Look at some of his recent tweets: ‘disagreeing with me is hate speech’ and ‘Whenever I’m abroad, I make sure I only speak English. To use a foreign language would be “cultural appropriation”, and that’s racist’.

This is about as funny as a bloke with ‘leave means leave’ in his Twitter bio, a union flag profile picture and a pinned tweet that claims he ‘identifies as a lamppost’.

Yeah, edgy and daring as fuck that is, Ricky.

Maybe it’s the level of fame he’s reached that brings this level of delusion that people who criticise him are trying to crush his rights to free speech, rather than simply using their own free speech to point out that he is simply a bit tiresome and maybe isn’t that funny anymore.
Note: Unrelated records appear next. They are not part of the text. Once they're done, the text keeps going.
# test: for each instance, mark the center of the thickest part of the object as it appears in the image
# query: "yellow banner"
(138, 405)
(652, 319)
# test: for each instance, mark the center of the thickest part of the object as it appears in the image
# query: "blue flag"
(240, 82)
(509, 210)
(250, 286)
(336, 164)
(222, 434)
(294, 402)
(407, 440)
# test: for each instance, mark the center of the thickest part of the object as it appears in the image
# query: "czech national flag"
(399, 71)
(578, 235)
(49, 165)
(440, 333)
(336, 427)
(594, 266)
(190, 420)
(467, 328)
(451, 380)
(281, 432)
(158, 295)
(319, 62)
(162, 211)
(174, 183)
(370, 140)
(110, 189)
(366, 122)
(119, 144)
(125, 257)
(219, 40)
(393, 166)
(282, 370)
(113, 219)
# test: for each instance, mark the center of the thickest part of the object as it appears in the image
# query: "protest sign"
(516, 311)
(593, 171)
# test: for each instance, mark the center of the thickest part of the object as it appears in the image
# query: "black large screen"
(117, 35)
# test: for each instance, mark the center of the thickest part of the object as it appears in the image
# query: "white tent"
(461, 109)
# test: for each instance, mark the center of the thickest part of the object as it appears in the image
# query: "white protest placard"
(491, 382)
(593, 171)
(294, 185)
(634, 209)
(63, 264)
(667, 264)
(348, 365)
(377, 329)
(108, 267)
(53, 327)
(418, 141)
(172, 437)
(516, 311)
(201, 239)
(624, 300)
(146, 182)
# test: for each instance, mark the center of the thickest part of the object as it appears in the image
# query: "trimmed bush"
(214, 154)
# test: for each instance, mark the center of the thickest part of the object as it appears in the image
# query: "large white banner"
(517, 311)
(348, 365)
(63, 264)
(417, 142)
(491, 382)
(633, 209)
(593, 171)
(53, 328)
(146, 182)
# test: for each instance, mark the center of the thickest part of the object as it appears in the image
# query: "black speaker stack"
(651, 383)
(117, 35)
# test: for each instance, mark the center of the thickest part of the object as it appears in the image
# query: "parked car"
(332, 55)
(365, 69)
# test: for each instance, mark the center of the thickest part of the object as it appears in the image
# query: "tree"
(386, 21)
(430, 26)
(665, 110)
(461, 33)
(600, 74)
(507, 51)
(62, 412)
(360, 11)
In their opinion, of course.

Nothing he says or does now can ever diminish the genuine genius of The Office, and I’ll continue to watch that, and Extras, whenever I have the opportunity, because it remains as funny now as it was then, and it wouldn’t be fair to condemn the man for not managing to be as funny as that since.

After all, the vast majority of us won’t get within a million miles of being that funny even once.

But the last few years have begged the question whether Gervais11 O’clock Show shtick all those years ago was actually a shtick at all.